6. Get Genetic Testing
Ashkenazi Jewish parents can carry recessive genetic markers that sometimes cause disorders and diseases in children, including Tay-Sachs, Gaucher, Crohn’s, Fanconi Anemia and Canavan (the list is rather long and depressing). There are also several genetic markers for breast cancer, known as BRCA 1 and 2, that appear in higher frequency among Ashkenazi Jewish women. These genetic flaws can be revealed with screenings tests, and if you do want to know, you can do the test yourself. A company called 23 & Me tests for hundreds of genetic markers (most of them are fun personal quirks, not deadly diseases) via a mail order spit kit. Simply salivate into a tube, mail it to the lab, and study your results on the company’s well-designed site a few weeks later.

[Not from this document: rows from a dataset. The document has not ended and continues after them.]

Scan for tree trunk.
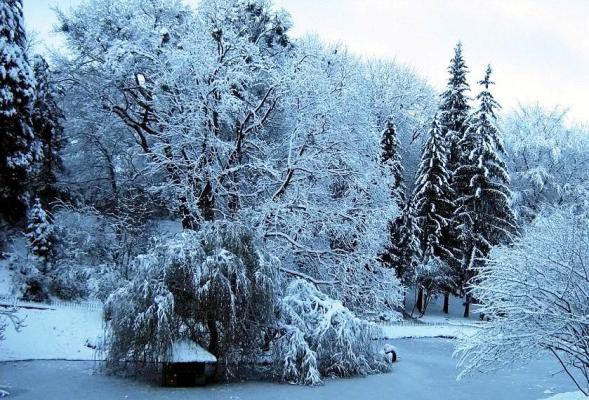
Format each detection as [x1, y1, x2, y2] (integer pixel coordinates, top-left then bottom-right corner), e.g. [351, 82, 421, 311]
[207, 315, 220, 360]
[415, 286, 424, 313]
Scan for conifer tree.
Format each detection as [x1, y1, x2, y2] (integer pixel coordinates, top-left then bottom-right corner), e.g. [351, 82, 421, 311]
[413, 116, 456, 312]
[439, 42, 470, 311]
[0, 0, 40, 222]
[32, 56, 63, 207]
[383, 201, 421, 286]
[440, 42, 470, 171]
[380, 119, 406, 208]
[27, 198, 53, 273]
[454, 66, 516, 317]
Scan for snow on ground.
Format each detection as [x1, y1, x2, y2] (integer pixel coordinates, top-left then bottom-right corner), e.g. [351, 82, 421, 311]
[0, 303, 477, 361]
[0, 339, 575, 400]
[540, 392, 587, 400]
[382, 323, 478, 339]
[0, 307, 102, 361]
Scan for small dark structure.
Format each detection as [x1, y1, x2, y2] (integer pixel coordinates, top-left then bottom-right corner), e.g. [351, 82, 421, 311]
[384, 344, 397, 362]
[162, 340, 217, 387]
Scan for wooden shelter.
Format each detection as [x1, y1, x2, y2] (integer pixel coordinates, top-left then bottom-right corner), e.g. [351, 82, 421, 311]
[162, 339, 217, 387]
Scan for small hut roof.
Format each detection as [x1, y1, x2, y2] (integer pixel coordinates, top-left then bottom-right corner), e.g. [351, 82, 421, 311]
[167, 339, 217, 363]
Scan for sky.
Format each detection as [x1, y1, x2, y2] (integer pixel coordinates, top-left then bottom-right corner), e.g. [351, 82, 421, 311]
[24, 0, 589, 122]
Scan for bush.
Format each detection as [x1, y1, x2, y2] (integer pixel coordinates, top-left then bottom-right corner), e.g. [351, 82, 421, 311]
[274, 279, 390, 385]
[458, 210, 589, 394]
[105, 221, 278, 372]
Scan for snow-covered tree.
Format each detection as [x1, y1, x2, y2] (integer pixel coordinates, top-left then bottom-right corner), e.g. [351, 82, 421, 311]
[381, 201, 422, 287]
[413, 117, 457, 312]
[380, 119, 406, 208]
[0, 307, 24, 397]
[453, 66, 516, 316]
[56, 0, 400, 318]
[32, 56, 63, 206]
[457, 209, 589, 395]
[439, 42, 470, 171]
[27, 198, 54, 273]
[0, 0, 40, 222]
[104, 221, 278, 372]
[503, 104, 589, 224]
[273, 279, 390, 385]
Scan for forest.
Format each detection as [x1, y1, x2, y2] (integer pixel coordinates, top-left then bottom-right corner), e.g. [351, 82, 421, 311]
[0, 0, 589, 398]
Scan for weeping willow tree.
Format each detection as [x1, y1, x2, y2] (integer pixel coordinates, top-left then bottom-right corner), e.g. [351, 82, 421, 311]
[105, 221, 278, 373]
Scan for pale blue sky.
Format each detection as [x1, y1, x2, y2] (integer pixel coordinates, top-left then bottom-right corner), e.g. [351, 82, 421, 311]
[24, 0, 589, 121]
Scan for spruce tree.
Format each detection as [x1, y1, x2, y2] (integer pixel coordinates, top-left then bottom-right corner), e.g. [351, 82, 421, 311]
[380, 119, 406, 209]
[413, 116, 456, 312]
[32, 56, 63, 207]
[380, 119, 421, 304]
[27, 198, 53, 273]
[0, 0, 40, 223]
[382, 201, 422, 286]
[440, 42, 470, 171]
[454, 66, 516, 317]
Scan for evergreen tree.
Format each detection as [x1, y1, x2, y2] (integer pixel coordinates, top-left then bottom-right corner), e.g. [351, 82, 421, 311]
[440, 42, 470, 171]
[454, 66, 516, 317]
[380, 119, 406, 208]
[32, 56, 63, 207]
[381, 202, 421, 286]
[0, 0, 40, 222]
[413, 116, 457, 312]
[27, 198, 53, 273]
[413, 117, 455, 262]
[380, 119, 421, 296]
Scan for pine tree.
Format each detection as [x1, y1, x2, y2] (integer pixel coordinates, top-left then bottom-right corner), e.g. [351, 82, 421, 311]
[440, 42, 470, 171]
[32, 56, 64, 207]
[413, 117, 455, 261]
[27, 198, 53, 273]
[380, 119, 406, 208]
[413, 116, 456, 312]
[380, 119, 421, 296]
[0, 0, 40, 222]
[454, 66, 516, 317]
[382, 202, 421, 286]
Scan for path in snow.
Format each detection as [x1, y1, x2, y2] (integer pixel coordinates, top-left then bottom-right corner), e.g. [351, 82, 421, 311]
[0, 339, 574, 400]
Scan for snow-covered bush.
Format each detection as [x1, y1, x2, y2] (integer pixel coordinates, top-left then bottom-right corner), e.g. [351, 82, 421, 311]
[457, 210, 589, 394]
[104, 221, 278, 376]
[274, 279, 389, 385]
[27, 198, 54, 272]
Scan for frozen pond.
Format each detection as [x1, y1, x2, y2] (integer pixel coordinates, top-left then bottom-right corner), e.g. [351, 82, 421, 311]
[0, 339, 575, 400]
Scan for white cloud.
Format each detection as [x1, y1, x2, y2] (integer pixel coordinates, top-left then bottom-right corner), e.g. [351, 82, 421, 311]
[24, 0, 589, 120]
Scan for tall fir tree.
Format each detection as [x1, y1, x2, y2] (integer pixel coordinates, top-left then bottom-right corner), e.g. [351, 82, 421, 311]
[440, 42, 470, 171]
[0, 0, 40, 223]
[454, 66, 516, 317]
[27, 198, 54, 273]
[32, 55, 64, 207]
[382, 201, 422, 286]
[413, 116, 457, 312]
[380, 119, 406, 209]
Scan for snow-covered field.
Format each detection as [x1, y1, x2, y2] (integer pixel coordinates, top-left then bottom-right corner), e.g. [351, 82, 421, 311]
[0, 303, 477, 361]
[0, 339, 574, 400]
[0, 306, 574, 400]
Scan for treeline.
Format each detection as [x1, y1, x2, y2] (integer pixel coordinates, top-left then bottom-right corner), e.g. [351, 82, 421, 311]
[0, 0, 589, 384]
[382, 43, 518, 317]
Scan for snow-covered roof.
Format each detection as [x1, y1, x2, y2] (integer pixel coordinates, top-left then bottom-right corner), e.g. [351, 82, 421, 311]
[168, 339, 217, 363]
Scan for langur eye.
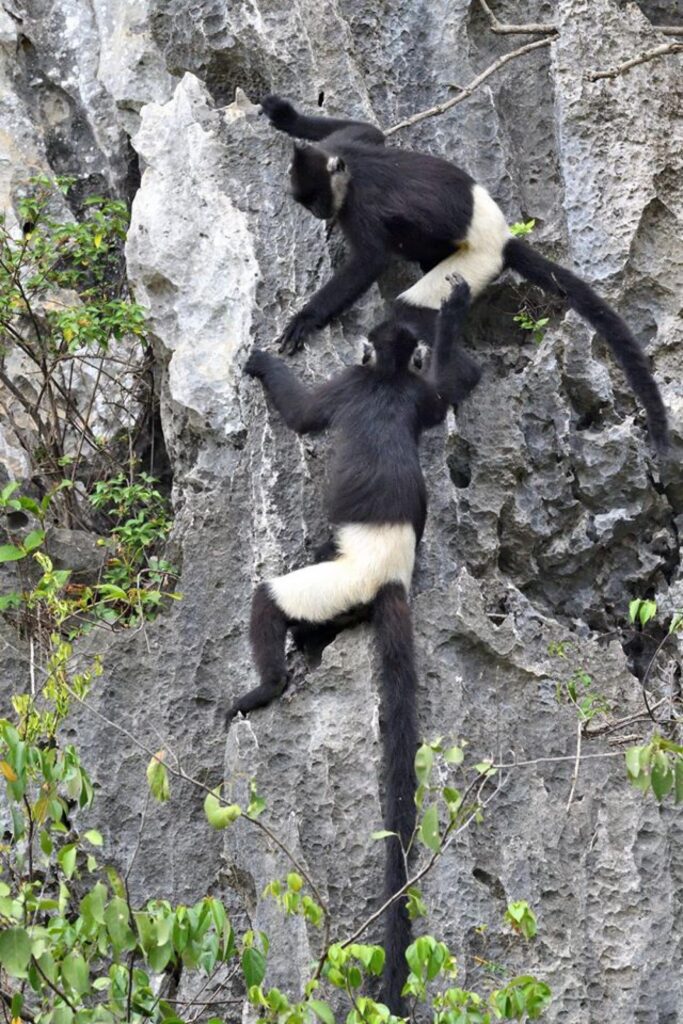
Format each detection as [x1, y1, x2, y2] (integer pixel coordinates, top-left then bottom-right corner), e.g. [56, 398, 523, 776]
[360, 341, 374, 367]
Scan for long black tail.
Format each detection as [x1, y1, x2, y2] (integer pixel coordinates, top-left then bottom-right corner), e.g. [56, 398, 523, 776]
[504, 239, 669, 453]
[373, 583, 418, 1017]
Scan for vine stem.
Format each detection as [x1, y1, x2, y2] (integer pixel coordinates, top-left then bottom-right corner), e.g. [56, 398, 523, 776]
[65, 683, 330, 919]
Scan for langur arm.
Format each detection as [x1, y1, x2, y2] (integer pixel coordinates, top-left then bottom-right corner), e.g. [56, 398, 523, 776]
[427, 278, 481, 404]
[280, 247, 387, 355]
[245, 348, 337, 434]
[261, 95, 384, 145]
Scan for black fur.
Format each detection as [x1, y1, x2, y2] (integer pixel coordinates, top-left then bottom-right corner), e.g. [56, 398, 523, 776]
[262, 96, 668, 451]
[228, 292, 469, 1014]
[373, 583, 418, 1017]
[504, 239, 669, 453]
[227, 584, 288, 722]
[240, 296, 469, 540]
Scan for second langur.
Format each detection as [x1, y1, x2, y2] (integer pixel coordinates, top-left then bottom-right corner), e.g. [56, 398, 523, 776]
[228, 279, 469, 1015]
[261, 95, 668, 451]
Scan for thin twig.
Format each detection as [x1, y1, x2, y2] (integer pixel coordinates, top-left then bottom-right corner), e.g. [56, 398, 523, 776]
[584, 697, 669, 739]
[565, 718, 584, 814]
[640, 633, 673, 725]
[492, 751, 622, 771]
[340, 778, 503, 946]
[586, 43, 683, 82]
[0, 988, 36, 1024]
[384, 36, 553, 135]
[479, 0, 557, 36]
[124, 788, 150, 884]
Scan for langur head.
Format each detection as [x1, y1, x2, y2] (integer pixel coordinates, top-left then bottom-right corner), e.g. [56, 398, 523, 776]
[290, 142, 350, 220]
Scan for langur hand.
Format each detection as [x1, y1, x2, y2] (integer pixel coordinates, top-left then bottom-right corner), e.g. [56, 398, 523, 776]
[441, 273, 472, 313]
[261, 93, 298, 131]
[245, 348, 269, 378]
[278, 309, 317, 355]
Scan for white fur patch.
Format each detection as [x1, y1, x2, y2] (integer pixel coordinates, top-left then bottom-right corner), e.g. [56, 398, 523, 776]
[398, 184, 510, 309]
[328, 163, 350, 213]
[268, 523, 416, 623]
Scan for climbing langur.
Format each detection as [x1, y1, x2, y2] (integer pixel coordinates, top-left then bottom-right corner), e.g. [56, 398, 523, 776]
[261, 95, 668, 452]
[228, 278, 469, 1013]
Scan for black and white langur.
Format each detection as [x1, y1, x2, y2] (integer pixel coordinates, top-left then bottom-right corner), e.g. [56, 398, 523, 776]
[261, 95, 668, 452]
[228, 279, 469, 1014]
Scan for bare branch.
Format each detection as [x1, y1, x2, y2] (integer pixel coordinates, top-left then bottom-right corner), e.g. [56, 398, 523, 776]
[384, 36, 553, 135]
[479, 0, 557, 36]
[566, 718, 584, 814]
[586, 40, 683, 82]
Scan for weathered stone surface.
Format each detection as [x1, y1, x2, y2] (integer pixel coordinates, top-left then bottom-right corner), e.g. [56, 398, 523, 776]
[0, 0, 683, 1024]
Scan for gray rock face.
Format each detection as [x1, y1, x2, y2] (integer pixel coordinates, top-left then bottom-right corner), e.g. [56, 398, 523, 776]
[0, 0, 683, 1024]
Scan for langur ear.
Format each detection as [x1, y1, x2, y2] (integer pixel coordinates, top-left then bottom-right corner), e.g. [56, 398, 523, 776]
[328, 157, 346, 174]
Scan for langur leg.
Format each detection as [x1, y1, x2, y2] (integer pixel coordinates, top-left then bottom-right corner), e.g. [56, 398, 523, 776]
[227, 583, 287, 723]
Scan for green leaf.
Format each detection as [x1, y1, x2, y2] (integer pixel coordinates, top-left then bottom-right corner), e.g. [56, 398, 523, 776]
[146, 751, 171, 804]
[674, 758, 683, 804]
[0, 480, 19, 505]
[79, 882, 106, 925]
[0, 928, 31, 978]
[57, 843, 76, 879]
[0, 544, 27, 562]
[509, 217, 536, 238]
[308, 999, 335, 1024]
[650, 751, 674, 801]
[104, 896, 135, 952]
[626, 746, 640, 778]
[51, 1002, 74, 1024]
[22, 529, 45, 552]
[204, 785, 240, 827]
[242, 946, 265, 988]
[418, 804, 441, 852]
[415, 743, 434, 784]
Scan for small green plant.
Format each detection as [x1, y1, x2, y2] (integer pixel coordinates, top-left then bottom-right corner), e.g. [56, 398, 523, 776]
[90, 473, 180, 624]
[512, 309, 550, 345]
[629, 597, 657, 626]
[555, 669, 610, 722]
[626, 733, 683, 804]
[508, 218, 536, 239]
[505, 899, 539, 939]
[0, 473, 180, 640]
[0, 176, 146, 479]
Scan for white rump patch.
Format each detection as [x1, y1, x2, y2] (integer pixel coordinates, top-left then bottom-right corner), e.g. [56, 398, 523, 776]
[398, 185, 510, 309]
[268, 522, 416, 623]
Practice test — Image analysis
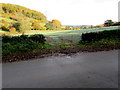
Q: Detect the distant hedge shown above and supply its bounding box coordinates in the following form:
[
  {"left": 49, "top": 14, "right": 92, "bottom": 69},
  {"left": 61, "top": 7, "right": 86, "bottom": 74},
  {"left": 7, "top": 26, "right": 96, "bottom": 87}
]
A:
[
  {"left": 2, "top": 34, "right": 46, "bottom": 44},
  {"left": 80, "top": 29, "right": 120, "bottom": 44}
]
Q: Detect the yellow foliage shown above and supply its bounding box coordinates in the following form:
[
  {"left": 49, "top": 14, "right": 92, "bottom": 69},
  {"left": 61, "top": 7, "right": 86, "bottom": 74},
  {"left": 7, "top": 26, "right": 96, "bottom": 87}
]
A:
[{"left": 52, "top": 19, "right": 61, "bottom": 26}]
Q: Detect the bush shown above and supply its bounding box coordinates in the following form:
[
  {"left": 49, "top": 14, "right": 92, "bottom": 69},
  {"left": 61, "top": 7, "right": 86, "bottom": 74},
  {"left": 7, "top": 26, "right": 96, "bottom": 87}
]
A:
[
  {"left": 80, "top": 30, "right": 120, "bottom": 44},
  {"left": 13, "top": 20, "right": 31, "bottom": 33},
  {"left": 9, "top": 27, "right": 16, "bottom": 33},
  {"left": 32, "top": 22, "right": 46, "bottom": 30}
]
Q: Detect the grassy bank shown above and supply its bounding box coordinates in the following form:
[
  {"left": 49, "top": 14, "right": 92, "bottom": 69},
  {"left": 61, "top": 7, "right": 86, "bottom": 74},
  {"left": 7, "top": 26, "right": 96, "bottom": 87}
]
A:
[{"left": 2, "top": 29, "right": 120, "bottom": 62}]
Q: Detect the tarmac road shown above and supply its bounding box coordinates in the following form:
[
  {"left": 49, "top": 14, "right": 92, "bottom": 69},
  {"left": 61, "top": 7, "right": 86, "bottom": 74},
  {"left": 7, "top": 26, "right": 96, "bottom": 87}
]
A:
[{"left": 2, "top": 50, "right": 118, "bottom": 88}]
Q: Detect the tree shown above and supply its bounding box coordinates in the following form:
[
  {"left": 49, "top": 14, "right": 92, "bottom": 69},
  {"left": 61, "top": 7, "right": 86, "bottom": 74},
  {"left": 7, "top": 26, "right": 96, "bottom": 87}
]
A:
[
  {"left": 45, "top": 22, "right": 56, "bottom": 30},
  {"left": 104, "top": 20, "right": 113, "bottom": 26},
  {"left": 13, "top": 20, "right": 31, "bottom": 33},
  {"left": 32, "top": 22, "right": 46, "bottom": 30},
  {"left": 52, "top": 19, "right": 61, "bottom": 26}
]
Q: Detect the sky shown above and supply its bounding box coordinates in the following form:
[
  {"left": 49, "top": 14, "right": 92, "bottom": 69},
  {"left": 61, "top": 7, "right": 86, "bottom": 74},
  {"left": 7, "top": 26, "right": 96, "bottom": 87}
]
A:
[{"left": 0, "top": 0, "right": 119, "bottom": 25}]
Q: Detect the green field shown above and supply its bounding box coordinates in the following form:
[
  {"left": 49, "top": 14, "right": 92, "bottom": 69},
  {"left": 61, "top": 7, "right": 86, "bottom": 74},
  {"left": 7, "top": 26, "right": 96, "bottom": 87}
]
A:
[
  {"left": 34, "top": 26, "right": 118, "bottom": 43},
  {"left": 0, "top": 26, "right": 118, "bottom": 44}
]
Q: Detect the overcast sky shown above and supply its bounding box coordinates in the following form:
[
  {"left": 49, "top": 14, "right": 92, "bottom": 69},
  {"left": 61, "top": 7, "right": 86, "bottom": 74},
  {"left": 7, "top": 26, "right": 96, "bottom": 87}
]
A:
[{"left": 0, "top": 0, "right": 119, "bottom": 25}]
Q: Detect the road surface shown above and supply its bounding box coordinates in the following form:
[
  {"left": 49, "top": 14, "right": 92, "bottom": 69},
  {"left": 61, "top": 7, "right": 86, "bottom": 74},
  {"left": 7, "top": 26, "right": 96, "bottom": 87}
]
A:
[{"left": 3, "top": 50, "right": 118, "bottom": 88}]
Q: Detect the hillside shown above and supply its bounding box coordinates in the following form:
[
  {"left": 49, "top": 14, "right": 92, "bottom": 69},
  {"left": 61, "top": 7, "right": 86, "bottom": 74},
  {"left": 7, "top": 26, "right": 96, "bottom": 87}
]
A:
[
  {"left": 0, "top": 3, "right": 62, "bottom": 33},
  {"left": 0, "top": 3, "right": 47, "bottom": 22}
]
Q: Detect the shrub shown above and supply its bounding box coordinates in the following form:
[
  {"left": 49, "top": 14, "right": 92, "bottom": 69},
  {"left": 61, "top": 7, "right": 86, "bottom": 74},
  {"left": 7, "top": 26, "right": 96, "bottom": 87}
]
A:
[
  {"left": 80, "top": 29, "right": 120, "bottom": 44},
  {"left": 32, "top": 22, "right": 46, "bottom": 30},
  {"left": 9, "top": 27, "right": 16, "bottom": 33},
  {"left": 13, "top": 20, "right": 31, "bottom": 33}
]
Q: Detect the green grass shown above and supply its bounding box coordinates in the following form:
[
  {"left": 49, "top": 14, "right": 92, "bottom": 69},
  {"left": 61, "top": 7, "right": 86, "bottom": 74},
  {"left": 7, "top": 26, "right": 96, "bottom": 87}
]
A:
[{"left": 0, "top": 26, "right": 118, "bottom": 45}]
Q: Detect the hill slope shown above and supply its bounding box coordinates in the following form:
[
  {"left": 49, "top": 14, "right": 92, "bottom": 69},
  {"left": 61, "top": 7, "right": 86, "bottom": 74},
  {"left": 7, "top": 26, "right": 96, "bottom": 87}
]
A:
[{"left": 0, "top": 3, "right": 47, "bottom": 22}]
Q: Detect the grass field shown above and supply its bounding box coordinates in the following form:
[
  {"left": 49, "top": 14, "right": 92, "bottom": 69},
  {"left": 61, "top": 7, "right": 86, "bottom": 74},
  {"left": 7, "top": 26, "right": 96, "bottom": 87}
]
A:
[{"left": 0, "top": 26, "right": 118, "bottom": 44}]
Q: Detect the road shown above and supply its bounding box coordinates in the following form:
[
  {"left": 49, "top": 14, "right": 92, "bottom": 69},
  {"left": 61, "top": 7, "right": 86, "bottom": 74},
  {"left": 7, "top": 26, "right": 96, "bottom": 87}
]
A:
[{"left": 3, "top": 50, "right": 118, "bottom": 88}]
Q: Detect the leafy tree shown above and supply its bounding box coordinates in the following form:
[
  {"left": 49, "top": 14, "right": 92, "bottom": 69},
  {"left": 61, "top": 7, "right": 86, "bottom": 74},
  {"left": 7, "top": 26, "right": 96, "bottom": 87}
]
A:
[
  {"left": 52, "top": 19, "right": 61, "bottom": 26},
  {"left": 32, "top": 22, "right": 46, "bottom": 30},
  {"left": 45, "top": 22, "right": 56, "bottom": 30},
  {"left": 13, "top": 20, "right": 31, "bottom": 33},
  {"left": 104, "top": 20, "right": 113, "bottom": 26}
]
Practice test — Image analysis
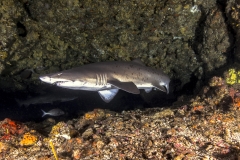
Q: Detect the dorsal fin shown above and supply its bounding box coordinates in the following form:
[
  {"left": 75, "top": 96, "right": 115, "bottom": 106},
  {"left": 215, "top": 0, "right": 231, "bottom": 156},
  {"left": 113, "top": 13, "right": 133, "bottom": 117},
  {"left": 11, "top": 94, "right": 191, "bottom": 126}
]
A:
[
  {"left": 132, "top": 58, "right": 145, "bottom": 66},
  {"left": 108, "top": 80, "right": 140, "bottom": 94}
]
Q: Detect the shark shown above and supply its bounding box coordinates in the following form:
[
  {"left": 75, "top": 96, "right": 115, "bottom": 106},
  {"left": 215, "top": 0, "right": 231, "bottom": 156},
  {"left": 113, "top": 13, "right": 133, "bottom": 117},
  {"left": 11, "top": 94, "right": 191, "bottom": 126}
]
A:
[{"left": 39, "top": 59, "right": 170, "bottom": 103}]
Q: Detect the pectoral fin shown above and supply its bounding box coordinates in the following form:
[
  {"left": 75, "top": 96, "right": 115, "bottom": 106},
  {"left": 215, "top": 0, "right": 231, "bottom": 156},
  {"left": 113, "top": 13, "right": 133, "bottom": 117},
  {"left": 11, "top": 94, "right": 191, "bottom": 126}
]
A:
[
  {"left": 108, "top": 80, "right": 140, "bottom": 94},
  {"left": 98, "top": 89, "right": 118, "bottom": 103},
  {"left": 153, "top": 85, "right": 168, "bottom": 92}
]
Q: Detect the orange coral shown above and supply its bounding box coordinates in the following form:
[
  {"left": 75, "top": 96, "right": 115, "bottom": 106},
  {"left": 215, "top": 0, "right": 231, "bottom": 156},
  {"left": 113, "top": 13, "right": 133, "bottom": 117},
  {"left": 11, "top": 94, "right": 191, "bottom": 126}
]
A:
[
  {"left": 20, "top": 132, "right": 37, "bottom": 146},
  {"left": 193, "top": 105, "right": 204, "bottom": 112},
  {"left": 233, "top": 97, "right": 240, "bottom": 110}
]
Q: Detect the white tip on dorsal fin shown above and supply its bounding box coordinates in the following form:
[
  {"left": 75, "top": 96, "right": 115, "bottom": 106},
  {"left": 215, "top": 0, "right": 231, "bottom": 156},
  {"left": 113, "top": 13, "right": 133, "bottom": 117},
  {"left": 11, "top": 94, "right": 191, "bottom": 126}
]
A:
[{"left": 132, "top": 58, "right": 145, "bottom": 66}]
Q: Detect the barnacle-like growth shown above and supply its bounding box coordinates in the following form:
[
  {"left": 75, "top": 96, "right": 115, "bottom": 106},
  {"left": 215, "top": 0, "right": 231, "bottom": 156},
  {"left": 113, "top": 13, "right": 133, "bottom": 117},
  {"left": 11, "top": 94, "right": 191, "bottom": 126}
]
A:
[{"left": 20, "top": 132, "right": 37, "bottom": 146}]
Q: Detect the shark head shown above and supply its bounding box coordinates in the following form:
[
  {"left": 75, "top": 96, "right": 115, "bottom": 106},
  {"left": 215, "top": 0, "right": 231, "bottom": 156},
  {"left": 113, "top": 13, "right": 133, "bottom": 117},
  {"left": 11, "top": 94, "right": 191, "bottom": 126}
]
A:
[{"left": 39, "top": 72, "right": 86, "bottom": 88}]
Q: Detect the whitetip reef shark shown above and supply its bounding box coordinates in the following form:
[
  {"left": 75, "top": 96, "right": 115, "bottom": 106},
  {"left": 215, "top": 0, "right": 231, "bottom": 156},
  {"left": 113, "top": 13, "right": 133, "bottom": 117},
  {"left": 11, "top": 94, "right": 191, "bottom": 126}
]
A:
[{"left": 39, "top": 59, "right": 170, "bottom": 103}]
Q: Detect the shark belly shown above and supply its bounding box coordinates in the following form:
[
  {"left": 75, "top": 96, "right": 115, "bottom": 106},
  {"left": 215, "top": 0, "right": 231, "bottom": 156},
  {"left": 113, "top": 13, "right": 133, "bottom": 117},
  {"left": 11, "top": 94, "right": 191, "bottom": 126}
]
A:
[{"left": 55, "top": 81, "right": 111, "bottom": 91}]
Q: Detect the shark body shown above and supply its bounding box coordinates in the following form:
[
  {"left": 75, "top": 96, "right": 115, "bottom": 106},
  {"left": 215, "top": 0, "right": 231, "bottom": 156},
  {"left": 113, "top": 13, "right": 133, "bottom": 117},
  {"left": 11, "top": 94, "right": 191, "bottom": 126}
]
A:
[{"left": 40, "top": 60, "right": 170, "bottom": 102}]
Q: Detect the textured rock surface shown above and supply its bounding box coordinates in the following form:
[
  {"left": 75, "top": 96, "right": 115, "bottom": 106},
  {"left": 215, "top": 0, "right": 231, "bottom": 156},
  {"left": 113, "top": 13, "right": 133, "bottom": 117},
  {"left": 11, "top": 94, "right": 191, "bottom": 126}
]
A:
[{"left": 0, "top": 0, "right": 238, "bottom": 94}]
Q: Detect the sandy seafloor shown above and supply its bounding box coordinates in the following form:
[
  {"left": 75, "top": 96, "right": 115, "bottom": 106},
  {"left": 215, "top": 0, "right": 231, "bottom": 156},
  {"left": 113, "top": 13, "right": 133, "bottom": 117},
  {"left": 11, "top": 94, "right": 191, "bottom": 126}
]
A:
[{"left": 0, "top": 75, "right": 240, "bottom": 160}]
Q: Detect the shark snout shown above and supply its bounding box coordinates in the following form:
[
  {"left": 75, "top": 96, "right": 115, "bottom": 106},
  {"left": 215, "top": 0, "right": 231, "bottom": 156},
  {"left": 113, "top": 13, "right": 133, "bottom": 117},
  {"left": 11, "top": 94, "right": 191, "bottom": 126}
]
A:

7. Design New Year’s Cards
Looking ahead to next year, your local drugstore will always carry pre-packaged sets of Hallmark Rosh Hashanah cards, and for that we can be grateful. But why not make your own? You can design photo cards online with services like Tinycards, which includes a Jewish New Year template, or you can create a design from scratch and upload it to a bulk printer like Vistaprint.com. A common Jewish preschool activity involves stamping freshly sliced apples coated in paint onto construction paper, but if you’re feeling creative and don’t have kids around, do what I did and buy Jewish stamps, ink, blank cards, a bit of glitter, and go to town. Here’s my favorite purveyor of Jewish-themed stamps.
8. Build a Sukkah
When I was a kid, my dad drove all around Los Angeles looking for fallen palm fronds to serve as schach (branches) for the top of our backyard Sukkah, which he painstakingly constructed out of metal rods. My mom sat my brother and I down to color pictures of harvested fruit and make construction paper chains with which to decorate our hut. Definitely fun, but in the age of the Internet, so unnecessary. It’s too late for this year, but maybe you want to buy a Pop Up Sukkah next year (convenient schach mat included). If you’ve got a little more time, maybe one of these fine purveyors will do (“snaps together in minutes”).
If you want to get kids in on the decorating action next year, check out these craft ideas from the Creative Jewish Mom blog. Or, you know, there’s always construction paper.